Written, verbal, and non-verbal language is a powerful part of every culture. However, you can’t find cultural messages written down anywhere. In the NICU, you will not find cultural norms written into a policy or formally taught in orientation.
In fact, every day, fellow colleagues and families are unknowingly taught (even if just overheard) negative cultural messages about feeding.
#1: You (or parent) hear: “She just PO fed at 0900. She’ll be too tired to try again at noon.”
Cultural message it conveys: “Caregivers can predict (and pre-decide) feeding readiness without a real-time assessment of the infant,” which goes against all we know about assessing feeding readiness and individualized patient care.
#2: You (or parent) hear: “He took 15 mls in 8 minutes and then got tired. But I got him to take the rest over 20 minutes with lots of encouragement.”
Cultural message it conveys: Disinterest/fatigue/disengagement cues are not valid reasons to stop an oral feeding if desired volume intake has not yet been achieved”. In other words, volume is the only definition of success and it’s ok to ignore the infant’s cues.
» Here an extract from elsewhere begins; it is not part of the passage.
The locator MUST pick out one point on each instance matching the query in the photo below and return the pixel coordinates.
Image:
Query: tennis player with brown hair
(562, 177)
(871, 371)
And, it’s okay to use whatever ways possible to “encourage” the infant to get the volume in, despite not being valid or evidence-based techniques.
We dedicated a whole chapter to culture in the Online IDF Course because your colleagues, orientees, NICU parents and families are listening to you. Your words are powerful and they have meaning. The solution: ensure that your language is positive and rooted in the latest evidence and best practice.
As NICU professionals, we have collectively spoken a certain way about feeding for decades and it takes intentional and continuous work to weed this language (and the practice it implies) out of our vocabulary. So be gentle with yourself. But take notice. Increase your awareness. Find and use new language which reflects best practice and watch the old culture shift, advance, and wholly support you, your team, and the babies and families in your care.